Paul Price, a structure blast expert, was also called as a witness by the defense on Monday. Price testified that he believed from his initial assessment of pictures of the blasted car that the bomb must have been placed toward the rear of the front seat. 

When asked by Dennis Cunningham, lead counsel for the plaintiffs, whether he had looked at the actual car later when he had the opportunity, Price responded that he felt "the car wouldn't represent what it actually was 10 years later. I didn't need to go because the conditions of the car could have changed." 

James Flanigan, Special Agent and explosives specialist with the Bureau of Alcohol, Tobacco and Firearms, testified that he believed the bomb in Bari's car was set off when Bari took a sharp turn onto Park Boulevard in Oakland, triggering the initiation device on the bomb.  

Flanigan also testified that he believed the bomb was placed in the back of the car under a guitar case in the back seat. When asked whether or not it would be a strange occurrence for individuals to knowingly drive around with an activated, timed bomb in the back of their car, Flanigan admitted it would ordinarily be a strange occurrence. 

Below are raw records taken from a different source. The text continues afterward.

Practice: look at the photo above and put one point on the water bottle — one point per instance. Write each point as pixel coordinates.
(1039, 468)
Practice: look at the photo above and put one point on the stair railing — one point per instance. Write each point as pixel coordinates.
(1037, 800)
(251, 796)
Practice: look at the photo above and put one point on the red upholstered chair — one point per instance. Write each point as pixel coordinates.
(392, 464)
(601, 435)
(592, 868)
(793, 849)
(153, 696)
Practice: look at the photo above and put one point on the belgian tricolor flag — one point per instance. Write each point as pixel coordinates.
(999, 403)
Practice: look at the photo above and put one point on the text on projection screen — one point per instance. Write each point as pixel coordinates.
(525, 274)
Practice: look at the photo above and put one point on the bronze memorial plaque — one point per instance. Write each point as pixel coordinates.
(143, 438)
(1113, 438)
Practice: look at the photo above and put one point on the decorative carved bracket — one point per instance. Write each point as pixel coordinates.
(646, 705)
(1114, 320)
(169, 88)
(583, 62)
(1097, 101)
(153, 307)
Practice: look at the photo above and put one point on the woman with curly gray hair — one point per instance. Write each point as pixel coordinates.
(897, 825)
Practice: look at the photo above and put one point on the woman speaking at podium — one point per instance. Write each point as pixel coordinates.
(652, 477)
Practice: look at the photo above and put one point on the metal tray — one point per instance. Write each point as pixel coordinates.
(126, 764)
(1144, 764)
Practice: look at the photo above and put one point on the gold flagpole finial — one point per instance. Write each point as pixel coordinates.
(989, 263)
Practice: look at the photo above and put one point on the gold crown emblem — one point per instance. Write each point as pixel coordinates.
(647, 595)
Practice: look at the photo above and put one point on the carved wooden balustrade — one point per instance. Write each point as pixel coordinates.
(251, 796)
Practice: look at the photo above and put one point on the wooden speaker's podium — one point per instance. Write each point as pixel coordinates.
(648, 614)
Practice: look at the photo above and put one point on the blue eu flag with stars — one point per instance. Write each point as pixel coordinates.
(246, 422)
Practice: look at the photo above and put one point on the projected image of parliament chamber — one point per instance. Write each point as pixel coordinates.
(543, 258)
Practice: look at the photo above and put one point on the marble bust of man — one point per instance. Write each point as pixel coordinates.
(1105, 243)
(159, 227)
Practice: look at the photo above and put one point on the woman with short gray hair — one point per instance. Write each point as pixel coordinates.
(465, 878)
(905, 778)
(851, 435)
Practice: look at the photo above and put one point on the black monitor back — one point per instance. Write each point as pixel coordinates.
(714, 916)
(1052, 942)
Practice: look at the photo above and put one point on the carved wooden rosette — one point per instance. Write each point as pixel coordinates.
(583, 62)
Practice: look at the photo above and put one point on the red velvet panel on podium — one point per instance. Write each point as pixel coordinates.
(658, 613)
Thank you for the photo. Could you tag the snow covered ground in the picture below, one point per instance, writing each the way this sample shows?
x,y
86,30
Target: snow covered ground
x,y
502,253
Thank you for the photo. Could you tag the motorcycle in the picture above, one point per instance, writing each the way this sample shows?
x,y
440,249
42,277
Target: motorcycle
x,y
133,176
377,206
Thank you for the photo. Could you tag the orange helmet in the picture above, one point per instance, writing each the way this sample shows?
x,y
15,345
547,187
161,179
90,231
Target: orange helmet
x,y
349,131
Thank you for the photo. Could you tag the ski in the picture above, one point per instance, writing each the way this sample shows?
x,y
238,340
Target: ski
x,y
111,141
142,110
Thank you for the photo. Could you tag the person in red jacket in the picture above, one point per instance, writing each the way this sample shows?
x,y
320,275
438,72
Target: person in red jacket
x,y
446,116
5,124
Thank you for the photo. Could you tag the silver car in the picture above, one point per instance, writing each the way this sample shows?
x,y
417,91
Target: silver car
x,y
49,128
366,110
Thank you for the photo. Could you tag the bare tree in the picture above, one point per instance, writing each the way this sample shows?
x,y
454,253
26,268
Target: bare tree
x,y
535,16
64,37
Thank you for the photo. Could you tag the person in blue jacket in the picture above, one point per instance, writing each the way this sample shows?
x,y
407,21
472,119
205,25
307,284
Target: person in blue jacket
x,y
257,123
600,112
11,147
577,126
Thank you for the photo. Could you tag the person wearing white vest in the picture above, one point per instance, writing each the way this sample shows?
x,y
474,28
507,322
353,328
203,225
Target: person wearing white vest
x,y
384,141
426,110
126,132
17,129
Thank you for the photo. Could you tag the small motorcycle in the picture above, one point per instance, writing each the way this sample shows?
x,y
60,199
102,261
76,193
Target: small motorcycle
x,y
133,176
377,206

Attorneys for both the defense and plaintiffs questioned Flanigan regarding his prior knowledge of Earth First. Flanigan reported that he had heard, through newspaper articles, that Earth First! was an environmental activist group that had participated in “tree spikings” in the past. Flanigan did not recall, however, other history or reports of sabotage involving the group prior to the day of the bombing. 

The final witness Monday was Patrick J. Webb, a former supervisor with the FBI. Webb was also of the opinion that the bomb had been placed in the back of the car at the time it exploded.  

According to Webb, Special Agent Doyle with the FBI did not influence his ability to evaluate evidence at the crime scene, as attorneys for the plaintiffs have claimed. 

"He's an independent guy and I'm an independent guy. He's going to say what he's going to say and I'm going to say what I'm going to say. He's probably not going to influence me," said Webb. 

On Tuesday, Webb and one additional defense witness will testify followed by two rebuttal witnesses called by the plaintiffs. Closing arguments are expected for either Tuesday or Wednesday followed by jury deliberation.